Dr. Toon: The Animation Critic's Art - Society and it's Discontents Part II
"a condition, episode, person or group of persons emerges to become defined as a threat to societal values and interests; it's nature is presented in a stylized and stereotypical fashion by the mass media; the moral barricades are manned by editors, bishops, politicians, and other right-thinking people; socially accredited experts pronounce their diagnoses and solutions…" Social commentator Michael Shermer noted that: "Such events are used as weapons [for political groups in their campaigns] when someone stands to gain and someone stands to lose by the focus on such events and their outcomes."
Due to his wide visibility in the culture, SB becomes a symbol open to interpretation to different camps: We see here how controversies and cultural splits that have been forming for forty years have found a focal point in a media phenomenon known as SpongeBob SquarePants. The problem that Dobson and Focus on the Family had with SB? He was merely one of many appearing in the We Are Family video, but he was singled out due to past suspicions and the horrifying thought that children were being convinced to accept the evils of homosexuality. SB can be co-opted, for good or ill, by any group for any cause.
Critic and essayist Lee Siegel added a crucial economic component when he commented on "moral panic" and the SB controversies:
"It seems to me that the right's panic over this cartoon was the misplaced expression of a good and authentic fear, which is that anything goes in popular culture if it makes money. Especially in the realm of television. But these negatively obsessed fans of SpongeBob don't want to acknowledge that the free market they support is responsible for the popular culture that they deplore…Moral panic is perhaps their way of defeating the market's amoral influence and winning back a non-economic space. But they could use a little less time in front of the television themselves and a little more of SpongeBob's defiance and pluck. No wonder he stirs them up."

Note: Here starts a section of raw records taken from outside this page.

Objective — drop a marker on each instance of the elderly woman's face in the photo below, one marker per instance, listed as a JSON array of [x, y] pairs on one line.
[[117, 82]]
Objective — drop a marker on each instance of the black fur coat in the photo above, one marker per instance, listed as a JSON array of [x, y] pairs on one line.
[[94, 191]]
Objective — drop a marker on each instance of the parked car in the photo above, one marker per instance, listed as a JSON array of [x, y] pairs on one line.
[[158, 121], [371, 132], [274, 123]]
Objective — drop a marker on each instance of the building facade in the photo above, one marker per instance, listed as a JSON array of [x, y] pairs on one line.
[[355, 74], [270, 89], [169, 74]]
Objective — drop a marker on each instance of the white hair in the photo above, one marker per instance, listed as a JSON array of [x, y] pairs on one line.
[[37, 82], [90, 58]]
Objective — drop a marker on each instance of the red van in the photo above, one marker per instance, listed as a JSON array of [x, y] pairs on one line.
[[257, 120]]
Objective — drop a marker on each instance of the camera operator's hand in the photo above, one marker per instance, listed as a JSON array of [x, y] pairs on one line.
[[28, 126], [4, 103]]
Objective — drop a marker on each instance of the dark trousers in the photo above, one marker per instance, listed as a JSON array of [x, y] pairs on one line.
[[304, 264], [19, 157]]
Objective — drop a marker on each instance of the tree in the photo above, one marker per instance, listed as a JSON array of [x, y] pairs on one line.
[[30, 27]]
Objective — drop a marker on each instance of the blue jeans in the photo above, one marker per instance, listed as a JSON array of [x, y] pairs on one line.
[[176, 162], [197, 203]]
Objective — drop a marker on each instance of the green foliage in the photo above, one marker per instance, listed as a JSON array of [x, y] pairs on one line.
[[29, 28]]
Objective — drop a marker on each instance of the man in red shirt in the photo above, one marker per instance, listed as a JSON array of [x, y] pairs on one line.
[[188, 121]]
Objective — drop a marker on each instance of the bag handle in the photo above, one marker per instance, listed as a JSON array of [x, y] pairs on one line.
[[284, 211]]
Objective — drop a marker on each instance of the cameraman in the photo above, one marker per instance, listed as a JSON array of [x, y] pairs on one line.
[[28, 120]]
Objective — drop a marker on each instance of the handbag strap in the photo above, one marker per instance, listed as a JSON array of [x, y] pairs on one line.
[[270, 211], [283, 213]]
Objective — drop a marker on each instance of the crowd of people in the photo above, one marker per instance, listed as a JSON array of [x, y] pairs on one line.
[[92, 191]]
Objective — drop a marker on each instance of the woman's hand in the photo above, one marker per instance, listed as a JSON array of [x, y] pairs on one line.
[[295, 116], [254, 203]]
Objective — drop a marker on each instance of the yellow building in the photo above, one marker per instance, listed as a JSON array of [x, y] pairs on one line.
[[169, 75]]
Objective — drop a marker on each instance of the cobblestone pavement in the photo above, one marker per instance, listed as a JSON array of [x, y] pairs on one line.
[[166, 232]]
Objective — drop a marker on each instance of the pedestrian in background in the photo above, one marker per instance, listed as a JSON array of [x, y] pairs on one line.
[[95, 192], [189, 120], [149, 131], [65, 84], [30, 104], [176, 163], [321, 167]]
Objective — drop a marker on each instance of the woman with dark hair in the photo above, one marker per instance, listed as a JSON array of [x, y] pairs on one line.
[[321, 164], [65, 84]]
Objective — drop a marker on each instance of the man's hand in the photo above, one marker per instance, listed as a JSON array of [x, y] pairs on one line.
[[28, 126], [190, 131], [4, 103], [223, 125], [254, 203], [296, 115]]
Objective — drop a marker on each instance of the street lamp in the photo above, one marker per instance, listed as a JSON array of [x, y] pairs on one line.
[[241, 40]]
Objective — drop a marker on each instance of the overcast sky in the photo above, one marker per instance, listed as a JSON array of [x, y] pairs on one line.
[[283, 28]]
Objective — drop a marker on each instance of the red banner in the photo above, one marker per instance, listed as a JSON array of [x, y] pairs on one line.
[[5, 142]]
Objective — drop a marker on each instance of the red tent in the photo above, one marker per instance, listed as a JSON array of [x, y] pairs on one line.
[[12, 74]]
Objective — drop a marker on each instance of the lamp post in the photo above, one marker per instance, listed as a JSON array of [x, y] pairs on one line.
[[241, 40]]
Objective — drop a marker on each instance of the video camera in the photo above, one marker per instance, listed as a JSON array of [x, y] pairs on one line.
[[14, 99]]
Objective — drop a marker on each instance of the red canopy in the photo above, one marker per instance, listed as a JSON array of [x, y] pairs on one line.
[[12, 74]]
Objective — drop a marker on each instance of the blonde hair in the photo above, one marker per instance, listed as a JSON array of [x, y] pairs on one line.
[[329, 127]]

To Steve Hillenburg, SB is a cherished and successful creation. To Nickelodeon/Viacom, a source of immense profits. To James Dobson, an evil tool of pro-gay forces. To researchers, a smoker of young brains. Watchdogs see SB as an oversexed promoter of fast food burgers, and similar watchdogs worry about the sugary treats he advertises. For devoted audiences, SB is a silly treat to be enjoyed, and in the annals of animation, he's a storied success.
Which is the real SB? It is a decision to be made based on deeply informed knowledge of animation and it's past history, social theory, personal predilection, and intimate knowledge of how our culture views entertainment. This is where, in my opinion, the social commentator, popular culture academic leaves off, and the animation critic takes over, and for one simple reason: The academics explore, extrapolate, and theorize in a scholarly, clinical manner. The animation critic voices an opinion based on his/her critical thinking.